Aは,工作機械(以下「本件機械」という。)をBに代金3000万円で売却して,引き渡した。この契約において,代金は後日支払われることとされていた。本件機械の引渡しを受けたBは,Cに対して,本件機械を期間1年,賃料月額100万円で賃貸し,引き渡した。
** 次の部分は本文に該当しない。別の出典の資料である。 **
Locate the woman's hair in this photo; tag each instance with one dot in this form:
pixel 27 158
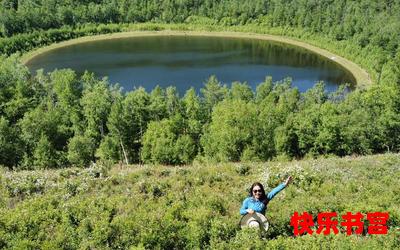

その後,Bが代金を支払わないので,Aは,債務不履行を理由にBとの契約を解除した。
なんも悪くないCは、Aに、工作機械を返さねばならない。
「売買は、賃貸借を破る」を、まさに体現した問題。
Cは、解除前に契約をしているのに、法律(民法545条1項但書き)は守ってくれない。
*民法(解除の効果)
第五百四十五条 当事者の一方がその解除権を行使したときは、各当事者は、その相手方を原状に復させる義務を負う。ただし、第三者の権利を害することはできない。
2 前項本文の場合において、金銭を返還するときは、その受領の時から利息を付さなければならない。
3 解除権の行使は、損害賠償の請求を妨げない。
法律を知らなければ、納得がいかない問題である。
自分も、普通の感覚とは、異なるがゆえに、理解に苦労しているところ。
債権は、その契約の相手方にのみ主張できる。物権は、あらゆるひとに主張できる。物権・債権の違いから端を発している。
以下の図で、甲から乙は借りていたが、甲がそれを丙に売った。乙は、甲から借りていたものを、丙に返さねばならない。
【問題】旧司法試験 論述 民法 平成20年度第1問
Aは,工作機械(以下「本件機械」という。)をBに代金3000万円で売却して,引き渡した。この契約において,代金は後日支払われることとされていた。本件機械の引渡しを受けたBは,Cに対して,本件機械を期間1年,賃料月額100万円で賃貸し,引き渡した。この事案について,以下の問いに答えよ。
設問(1 ) その後,Bが代金を支払わないので,Aは,債務不履行を理由にBとの契約を解除した。この場合における,AC間の法律関係について論ぜよ。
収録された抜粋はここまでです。